Fulacht fia, Knocknageeha, Co. Cork
Co. Cork |
Settlement Sites
Beneath the conifers at Knocknageeha in north Cork, a low horseshoe-shaped mound sits quietly within a small plantation, its opening facing north-north-west and a stone-lined well just two metres to its north.
The mound measures fourteen metres east to west and eleven metres north to south, rising only about sixty centimetres from the ground. To pass it without knowing what it is would be easy enough, which is part of what makes it worth pausing over.

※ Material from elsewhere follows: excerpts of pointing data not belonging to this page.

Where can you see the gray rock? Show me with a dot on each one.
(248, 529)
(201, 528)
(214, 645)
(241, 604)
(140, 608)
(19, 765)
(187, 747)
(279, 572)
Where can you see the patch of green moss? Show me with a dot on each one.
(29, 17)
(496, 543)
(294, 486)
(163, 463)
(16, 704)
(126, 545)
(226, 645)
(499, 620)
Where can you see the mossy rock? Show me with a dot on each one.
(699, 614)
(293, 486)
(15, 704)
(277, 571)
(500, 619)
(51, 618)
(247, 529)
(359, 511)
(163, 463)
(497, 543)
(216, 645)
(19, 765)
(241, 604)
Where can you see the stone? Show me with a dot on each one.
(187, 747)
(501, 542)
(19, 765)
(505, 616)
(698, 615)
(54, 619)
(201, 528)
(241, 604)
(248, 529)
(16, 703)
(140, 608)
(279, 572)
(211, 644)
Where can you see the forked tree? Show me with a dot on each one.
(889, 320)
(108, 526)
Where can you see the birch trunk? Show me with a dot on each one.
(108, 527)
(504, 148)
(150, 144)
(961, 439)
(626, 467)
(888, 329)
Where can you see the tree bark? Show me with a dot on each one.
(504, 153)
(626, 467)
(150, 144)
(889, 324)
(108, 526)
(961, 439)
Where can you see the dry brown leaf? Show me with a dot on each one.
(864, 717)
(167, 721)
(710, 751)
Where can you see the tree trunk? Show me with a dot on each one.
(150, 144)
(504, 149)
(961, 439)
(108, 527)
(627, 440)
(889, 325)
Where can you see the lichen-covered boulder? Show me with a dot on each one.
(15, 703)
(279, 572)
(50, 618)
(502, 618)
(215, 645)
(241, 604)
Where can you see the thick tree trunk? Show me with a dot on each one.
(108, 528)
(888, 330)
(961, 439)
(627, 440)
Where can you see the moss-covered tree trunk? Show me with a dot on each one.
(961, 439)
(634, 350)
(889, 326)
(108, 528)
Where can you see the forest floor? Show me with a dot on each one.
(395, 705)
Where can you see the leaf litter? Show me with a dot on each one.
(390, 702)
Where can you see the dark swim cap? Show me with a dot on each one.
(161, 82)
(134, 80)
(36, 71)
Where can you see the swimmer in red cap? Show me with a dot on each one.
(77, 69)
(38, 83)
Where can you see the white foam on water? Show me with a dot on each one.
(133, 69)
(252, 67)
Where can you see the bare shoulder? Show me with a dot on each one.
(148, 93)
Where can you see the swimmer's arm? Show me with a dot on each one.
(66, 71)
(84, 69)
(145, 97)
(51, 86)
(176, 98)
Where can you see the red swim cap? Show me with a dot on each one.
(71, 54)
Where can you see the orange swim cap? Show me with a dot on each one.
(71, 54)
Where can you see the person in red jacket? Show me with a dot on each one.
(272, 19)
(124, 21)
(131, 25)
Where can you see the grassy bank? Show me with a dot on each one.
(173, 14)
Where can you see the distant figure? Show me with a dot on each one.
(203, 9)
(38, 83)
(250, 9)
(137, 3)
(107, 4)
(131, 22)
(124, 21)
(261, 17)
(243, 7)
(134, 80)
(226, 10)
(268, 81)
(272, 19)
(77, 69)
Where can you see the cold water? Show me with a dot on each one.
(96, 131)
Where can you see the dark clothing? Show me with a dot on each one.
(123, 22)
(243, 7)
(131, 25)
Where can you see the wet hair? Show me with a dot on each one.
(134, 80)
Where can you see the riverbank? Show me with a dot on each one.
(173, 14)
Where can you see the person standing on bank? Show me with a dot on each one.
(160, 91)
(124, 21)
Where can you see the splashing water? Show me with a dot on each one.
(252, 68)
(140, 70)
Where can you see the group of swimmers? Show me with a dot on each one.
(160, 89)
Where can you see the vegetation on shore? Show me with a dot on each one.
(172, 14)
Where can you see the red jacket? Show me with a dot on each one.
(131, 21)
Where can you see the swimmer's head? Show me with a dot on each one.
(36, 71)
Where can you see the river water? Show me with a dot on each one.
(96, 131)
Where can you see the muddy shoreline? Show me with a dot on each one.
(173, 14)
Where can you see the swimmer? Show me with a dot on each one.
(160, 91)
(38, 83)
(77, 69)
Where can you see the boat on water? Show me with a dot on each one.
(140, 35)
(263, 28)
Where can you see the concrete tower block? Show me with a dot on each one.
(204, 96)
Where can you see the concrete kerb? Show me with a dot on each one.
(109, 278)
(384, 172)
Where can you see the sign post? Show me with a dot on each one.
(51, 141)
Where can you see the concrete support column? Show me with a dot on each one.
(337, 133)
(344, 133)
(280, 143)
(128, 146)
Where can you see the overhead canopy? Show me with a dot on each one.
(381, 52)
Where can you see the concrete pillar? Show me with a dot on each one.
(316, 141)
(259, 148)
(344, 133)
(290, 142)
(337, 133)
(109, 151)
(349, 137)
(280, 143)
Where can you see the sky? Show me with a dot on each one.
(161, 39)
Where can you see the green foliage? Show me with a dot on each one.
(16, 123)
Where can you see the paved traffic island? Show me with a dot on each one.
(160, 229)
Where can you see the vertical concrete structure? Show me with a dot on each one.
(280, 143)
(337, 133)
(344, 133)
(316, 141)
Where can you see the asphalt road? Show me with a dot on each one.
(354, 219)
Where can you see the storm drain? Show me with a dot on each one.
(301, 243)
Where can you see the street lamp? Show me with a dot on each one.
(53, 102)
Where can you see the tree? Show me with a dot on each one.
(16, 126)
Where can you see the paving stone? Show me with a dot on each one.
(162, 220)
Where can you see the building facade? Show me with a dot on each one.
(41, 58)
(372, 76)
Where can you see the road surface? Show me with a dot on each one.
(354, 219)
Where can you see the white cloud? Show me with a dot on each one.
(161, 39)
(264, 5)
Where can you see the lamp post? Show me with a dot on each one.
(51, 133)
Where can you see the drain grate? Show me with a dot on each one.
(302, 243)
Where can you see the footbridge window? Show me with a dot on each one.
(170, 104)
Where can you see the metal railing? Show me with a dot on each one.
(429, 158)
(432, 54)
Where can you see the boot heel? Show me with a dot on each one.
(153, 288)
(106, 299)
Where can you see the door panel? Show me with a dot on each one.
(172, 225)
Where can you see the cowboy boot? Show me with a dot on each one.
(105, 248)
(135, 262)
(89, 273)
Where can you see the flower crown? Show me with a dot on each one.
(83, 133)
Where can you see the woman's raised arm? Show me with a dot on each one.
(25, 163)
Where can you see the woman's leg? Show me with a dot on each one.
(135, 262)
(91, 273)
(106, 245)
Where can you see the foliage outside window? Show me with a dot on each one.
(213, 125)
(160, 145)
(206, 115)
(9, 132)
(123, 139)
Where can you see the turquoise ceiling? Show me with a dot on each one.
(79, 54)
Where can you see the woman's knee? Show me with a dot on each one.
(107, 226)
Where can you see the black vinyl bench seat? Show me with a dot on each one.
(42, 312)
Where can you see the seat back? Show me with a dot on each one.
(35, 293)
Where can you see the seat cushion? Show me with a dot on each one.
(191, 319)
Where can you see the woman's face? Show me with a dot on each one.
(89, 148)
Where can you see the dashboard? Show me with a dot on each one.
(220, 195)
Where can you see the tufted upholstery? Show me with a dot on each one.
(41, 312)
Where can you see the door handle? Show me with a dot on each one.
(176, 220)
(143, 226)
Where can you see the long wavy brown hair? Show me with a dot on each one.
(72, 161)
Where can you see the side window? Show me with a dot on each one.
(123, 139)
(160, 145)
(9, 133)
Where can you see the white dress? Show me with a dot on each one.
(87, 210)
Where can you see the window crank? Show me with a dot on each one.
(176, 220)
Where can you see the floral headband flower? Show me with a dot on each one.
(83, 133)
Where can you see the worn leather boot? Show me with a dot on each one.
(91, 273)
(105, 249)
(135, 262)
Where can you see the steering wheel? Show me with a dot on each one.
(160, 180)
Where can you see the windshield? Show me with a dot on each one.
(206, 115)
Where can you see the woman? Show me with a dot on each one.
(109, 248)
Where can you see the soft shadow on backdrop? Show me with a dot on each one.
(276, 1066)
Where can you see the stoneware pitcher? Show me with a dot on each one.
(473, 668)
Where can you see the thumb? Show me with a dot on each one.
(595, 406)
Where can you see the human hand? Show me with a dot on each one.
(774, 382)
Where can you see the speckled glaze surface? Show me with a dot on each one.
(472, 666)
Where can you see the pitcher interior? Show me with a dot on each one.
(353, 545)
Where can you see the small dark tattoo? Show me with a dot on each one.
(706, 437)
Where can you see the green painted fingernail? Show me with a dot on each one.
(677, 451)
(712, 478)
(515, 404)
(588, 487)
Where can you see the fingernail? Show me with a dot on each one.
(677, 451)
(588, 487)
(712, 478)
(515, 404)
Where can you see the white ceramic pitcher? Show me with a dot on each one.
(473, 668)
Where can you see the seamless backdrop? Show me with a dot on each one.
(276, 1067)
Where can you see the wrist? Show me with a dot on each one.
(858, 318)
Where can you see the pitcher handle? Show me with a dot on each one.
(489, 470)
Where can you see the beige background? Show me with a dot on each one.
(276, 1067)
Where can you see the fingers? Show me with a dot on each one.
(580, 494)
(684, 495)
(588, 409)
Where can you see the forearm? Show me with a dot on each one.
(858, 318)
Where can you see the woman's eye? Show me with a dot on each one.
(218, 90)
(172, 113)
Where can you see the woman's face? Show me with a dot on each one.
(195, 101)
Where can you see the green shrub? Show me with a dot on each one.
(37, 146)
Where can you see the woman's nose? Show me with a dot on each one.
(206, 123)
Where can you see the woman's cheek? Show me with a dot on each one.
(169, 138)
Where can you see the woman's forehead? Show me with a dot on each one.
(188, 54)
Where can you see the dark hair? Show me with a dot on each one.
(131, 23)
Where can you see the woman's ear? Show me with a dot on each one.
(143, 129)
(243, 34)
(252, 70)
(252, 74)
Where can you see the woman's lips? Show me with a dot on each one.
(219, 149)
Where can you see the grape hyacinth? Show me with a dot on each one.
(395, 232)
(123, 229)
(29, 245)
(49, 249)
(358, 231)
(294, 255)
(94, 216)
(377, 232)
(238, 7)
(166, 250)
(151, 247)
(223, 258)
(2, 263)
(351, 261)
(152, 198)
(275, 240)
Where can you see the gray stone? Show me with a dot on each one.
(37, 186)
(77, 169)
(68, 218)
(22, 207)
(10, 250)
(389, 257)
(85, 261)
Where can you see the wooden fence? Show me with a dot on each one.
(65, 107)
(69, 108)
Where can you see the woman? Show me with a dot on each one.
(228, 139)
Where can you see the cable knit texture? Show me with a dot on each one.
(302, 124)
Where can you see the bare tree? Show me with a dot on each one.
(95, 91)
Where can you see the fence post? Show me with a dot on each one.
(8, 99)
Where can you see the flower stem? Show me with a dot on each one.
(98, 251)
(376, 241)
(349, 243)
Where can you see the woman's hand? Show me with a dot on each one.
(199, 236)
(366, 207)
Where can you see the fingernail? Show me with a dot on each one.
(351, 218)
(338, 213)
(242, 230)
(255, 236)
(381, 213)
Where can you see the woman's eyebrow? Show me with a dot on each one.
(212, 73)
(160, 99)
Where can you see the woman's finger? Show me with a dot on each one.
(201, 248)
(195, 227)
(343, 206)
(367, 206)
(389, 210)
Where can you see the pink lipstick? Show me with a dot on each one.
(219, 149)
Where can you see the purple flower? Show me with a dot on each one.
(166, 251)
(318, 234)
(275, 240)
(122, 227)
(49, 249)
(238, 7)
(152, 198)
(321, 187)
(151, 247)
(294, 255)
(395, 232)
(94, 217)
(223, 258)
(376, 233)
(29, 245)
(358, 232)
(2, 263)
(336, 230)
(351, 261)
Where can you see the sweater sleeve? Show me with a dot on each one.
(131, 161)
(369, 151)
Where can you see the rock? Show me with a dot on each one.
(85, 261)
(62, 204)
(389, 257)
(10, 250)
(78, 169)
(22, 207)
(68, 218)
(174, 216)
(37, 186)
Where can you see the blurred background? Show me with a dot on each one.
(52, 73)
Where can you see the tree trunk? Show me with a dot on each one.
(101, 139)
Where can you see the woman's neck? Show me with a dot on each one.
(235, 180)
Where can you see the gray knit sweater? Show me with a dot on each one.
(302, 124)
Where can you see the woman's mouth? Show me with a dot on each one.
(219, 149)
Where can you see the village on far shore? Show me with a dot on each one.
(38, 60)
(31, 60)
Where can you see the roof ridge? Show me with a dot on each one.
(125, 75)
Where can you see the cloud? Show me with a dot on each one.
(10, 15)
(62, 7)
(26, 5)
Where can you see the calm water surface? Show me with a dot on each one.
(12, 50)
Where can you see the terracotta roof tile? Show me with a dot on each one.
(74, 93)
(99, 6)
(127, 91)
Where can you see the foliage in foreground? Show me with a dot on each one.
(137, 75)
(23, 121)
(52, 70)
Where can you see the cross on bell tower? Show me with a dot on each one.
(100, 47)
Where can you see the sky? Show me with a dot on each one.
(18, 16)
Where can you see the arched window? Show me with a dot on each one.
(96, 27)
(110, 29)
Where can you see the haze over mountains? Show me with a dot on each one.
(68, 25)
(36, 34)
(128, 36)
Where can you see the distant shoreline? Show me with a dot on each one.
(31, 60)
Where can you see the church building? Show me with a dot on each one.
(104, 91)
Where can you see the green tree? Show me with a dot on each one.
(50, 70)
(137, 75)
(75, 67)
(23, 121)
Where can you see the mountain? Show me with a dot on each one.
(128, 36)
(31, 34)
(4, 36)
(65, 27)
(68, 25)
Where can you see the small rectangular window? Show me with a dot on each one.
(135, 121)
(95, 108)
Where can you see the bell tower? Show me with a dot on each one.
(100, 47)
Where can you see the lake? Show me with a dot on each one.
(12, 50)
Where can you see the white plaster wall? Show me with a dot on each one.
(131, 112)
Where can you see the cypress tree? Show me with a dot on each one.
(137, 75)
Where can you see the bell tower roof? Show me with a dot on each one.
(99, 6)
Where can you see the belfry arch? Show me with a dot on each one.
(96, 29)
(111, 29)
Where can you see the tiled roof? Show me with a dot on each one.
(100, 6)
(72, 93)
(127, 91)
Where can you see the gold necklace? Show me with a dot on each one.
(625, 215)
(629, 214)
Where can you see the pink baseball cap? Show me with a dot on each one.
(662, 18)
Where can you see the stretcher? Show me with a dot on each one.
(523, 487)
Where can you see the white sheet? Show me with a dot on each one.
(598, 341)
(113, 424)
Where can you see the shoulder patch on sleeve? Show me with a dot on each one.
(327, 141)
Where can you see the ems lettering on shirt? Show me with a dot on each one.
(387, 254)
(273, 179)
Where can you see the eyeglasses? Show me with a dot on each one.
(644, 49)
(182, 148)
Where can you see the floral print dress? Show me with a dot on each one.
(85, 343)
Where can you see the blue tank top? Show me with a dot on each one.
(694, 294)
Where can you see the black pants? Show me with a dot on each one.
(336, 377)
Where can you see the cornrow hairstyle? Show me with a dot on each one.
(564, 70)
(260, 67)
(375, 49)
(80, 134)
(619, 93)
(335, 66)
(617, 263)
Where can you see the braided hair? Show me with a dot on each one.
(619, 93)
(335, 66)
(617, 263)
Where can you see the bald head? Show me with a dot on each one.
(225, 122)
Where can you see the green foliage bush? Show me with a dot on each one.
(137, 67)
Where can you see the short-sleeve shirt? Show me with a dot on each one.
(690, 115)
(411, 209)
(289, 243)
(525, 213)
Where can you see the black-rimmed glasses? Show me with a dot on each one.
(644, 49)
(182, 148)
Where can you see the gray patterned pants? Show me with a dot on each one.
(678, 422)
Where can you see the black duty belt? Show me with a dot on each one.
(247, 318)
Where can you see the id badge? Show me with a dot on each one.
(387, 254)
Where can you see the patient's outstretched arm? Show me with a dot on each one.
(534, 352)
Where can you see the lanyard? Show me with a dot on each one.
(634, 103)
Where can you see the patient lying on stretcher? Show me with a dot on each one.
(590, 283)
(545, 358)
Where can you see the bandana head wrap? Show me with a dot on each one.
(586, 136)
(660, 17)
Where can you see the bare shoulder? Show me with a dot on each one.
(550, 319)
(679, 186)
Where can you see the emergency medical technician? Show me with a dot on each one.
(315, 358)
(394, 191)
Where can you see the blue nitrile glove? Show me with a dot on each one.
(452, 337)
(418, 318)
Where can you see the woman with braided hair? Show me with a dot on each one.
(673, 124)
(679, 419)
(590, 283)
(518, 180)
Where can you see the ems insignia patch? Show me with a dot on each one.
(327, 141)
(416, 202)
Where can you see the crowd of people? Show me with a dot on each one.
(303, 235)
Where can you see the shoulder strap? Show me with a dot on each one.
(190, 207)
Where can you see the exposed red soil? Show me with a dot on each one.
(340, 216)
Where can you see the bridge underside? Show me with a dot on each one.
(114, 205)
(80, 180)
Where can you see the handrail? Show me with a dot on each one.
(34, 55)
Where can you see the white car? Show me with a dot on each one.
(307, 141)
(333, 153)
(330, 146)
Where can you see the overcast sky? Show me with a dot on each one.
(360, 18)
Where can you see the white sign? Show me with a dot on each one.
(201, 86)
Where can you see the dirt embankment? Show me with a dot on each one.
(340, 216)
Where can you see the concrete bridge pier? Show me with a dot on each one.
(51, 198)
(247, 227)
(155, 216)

The site is a fulacht fia, a type of prehistoric cooking place found in considerable numbers across Ireland. The characteristic horseshoe shape is formed from the accumulated debris of repeated use: fire-cracked and blackened stones, discarded after being heated and dropped into a water-filled trough to bring it to the boil. Meat, wrapped in straw or hide, would then be submerged and cooked. The mounds are almost always found near water, which explains the proximity of the well here. This particular site was first formally recorded by Broker in 1937, and the proximity of the stone-lined well suggests the two features may have functioned together, the well providing a reliable water source for whatever activities the trough supported. Fulachtaí fia are generally associated with the Bronze Age, though the term itself is medieval Irish, meaning roughly "cooking place of the wild" or "cooking place of the deer", and it has stuck as the standard archaeological shorthand even if the original meaning is debated.